23 years ago I was almost 8 months into the journey of loosing my mom to suicide. If I am honest, I don’t really remember much from that year. I remember going to class and hanging out with friends. I remember my dad trying his hardest to continue traditions. You can say I was surviving…
Fast forward to this week. I have been volunteering with AFSP for over five years. This year I was honored that part of my journey was included in their annual report. Based on the questions I answered, I was highlighted today as a volunteer on social media.

The quote is based on my deep desire for those who suffer to not suffer in silence. I held guilt and shame deep in my heart for ten years and I work so others don’t have to have that burden. As I was reading comments on Instagram, one stuck out: “Love the notion that the two can exist at the same time. Survive and thrive!”
You see when I wrote the words that were quoted, my desire was for people to understand that at some point you no longer just survive a suicide loss, you thrive. For me it was a dichotomy: survive or thrive… and boy was this thinking faulty.
Our society is fully of dichotomies and it seems in the last few years it has only gotten worse. You are either good or bad. I either love or hate you. I agree 100% with you or disagree 100%. We have not left anything between the two… in reality we have not allowed for the complexity of life… the complexity of being human.
If I am honest, there are times I am thriving and then there are days I am back to surviving in regards to my mom’s death. The last six months have included more days of surviving my mom’s suicide than it has in a decade. I have crumbled in ways that I thought were a distant memory. Yet even on the days that crushed my heart, I find there were moments that I was thriving… and that is where the complexity of surviving and thriving live.
When I was a practicing counselor it was around the time the movie “The Dark Knight” came out. I hated the movie (too much violence and it was so dark), but it didn’t stop me from using it in sessions with clients. Many of my clients struggled with viewing their entire being as “bad” because of one action (if I am honest, I have struggled with the same thinking). I used the movie to challenge their thinking. I would ask if Batman is good or bad. They all would quickly respond and say good (how could they not, he is a superhero). I would point out that in the newest installment of his story while he is “good” some of his actions were more than suspect.
We are complex, we are human and dichotomies hurt all of us.

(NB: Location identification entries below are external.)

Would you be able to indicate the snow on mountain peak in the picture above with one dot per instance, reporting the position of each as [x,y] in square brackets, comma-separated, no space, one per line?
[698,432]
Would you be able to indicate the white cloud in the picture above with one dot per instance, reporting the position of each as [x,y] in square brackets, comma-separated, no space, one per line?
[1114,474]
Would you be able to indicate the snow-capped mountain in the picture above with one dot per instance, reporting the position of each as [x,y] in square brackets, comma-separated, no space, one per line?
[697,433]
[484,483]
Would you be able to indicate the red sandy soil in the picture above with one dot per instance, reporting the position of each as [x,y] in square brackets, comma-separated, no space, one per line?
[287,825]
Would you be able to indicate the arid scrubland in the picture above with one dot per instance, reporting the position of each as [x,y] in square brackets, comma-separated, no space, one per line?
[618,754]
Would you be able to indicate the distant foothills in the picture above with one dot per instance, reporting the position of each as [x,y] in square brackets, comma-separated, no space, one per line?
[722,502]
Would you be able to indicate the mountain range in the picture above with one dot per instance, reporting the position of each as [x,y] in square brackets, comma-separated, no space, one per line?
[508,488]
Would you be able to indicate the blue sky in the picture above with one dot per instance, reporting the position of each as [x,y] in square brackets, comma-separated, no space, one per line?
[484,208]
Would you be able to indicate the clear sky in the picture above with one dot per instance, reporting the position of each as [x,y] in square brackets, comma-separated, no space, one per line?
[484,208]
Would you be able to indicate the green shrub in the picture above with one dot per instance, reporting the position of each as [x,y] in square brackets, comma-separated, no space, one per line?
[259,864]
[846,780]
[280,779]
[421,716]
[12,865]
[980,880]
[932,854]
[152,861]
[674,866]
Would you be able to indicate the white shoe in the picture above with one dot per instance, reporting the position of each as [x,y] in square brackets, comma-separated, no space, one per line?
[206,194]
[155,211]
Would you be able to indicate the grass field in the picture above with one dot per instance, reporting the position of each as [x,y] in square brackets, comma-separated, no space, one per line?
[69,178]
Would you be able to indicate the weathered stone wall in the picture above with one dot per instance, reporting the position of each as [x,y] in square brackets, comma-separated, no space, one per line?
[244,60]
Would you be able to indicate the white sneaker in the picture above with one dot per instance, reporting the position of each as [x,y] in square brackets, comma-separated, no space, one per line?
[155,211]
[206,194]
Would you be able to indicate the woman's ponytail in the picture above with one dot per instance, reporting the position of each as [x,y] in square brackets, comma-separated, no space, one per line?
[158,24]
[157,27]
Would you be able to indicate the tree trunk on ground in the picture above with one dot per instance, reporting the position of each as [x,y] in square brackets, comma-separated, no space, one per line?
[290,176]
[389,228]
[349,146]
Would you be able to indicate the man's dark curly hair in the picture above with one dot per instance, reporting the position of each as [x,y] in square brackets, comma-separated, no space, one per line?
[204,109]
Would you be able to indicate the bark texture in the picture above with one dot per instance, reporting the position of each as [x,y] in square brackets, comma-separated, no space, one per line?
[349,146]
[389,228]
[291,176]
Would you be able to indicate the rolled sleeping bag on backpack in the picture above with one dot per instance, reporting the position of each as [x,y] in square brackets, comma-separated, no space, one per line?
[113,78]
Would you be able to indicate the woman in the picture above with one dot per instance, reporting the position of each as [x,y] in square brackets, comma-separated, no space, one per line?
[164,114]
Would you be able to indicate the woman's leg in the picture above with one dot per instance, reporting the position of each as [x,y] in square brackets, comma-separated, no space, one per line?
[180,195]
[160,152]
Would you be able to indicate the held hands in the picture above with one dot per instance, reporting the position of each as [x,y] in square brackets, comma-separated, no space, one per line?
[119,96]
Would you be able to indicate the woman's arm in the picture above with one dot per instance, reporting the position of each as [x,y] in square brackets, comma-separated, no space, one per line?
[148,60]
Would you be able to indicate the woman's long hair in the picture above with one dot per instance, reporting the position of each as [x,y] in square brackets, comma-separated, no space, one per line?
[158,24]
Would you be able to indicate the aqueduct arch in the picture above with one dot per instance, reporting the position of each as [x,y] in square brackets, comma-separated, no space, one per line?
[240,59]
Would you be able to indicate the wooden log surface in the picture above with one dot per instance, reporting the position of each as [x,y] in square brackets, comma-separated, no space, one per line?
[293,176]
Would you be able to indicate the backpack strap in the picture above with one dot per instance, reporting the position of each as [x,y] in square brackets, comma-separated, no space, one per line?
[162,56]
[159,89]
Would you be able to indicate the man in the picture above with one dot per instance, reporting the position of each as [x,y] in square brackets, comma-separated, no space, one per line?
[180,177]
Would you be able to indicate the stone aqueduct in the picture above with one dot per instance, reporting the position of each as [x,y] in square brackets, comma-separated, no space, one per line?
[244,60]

Each day I live there are parts of my day that are amazing, they are parts that are difficult, but most of the day is in the middle without an extreme. The feelings and emotions ebb and flow as easily as the waves on the beach. And until we embrace the reality we continue to suffer.
I am grateful to say even in the last six months I have thrived more than survive my mom’s death, but I also am working to have grace for myself on the days that are more about surviving. I am learning to embrace where I am in the moment instead of demanding myself to be in a place that is not my reality. The more I learn to embrace the humanity of myself, the more I extend this humanity to others. We all survive some days and we all thrive others… but no one lives in one extreme. We are complex, we are human… and so are those around us.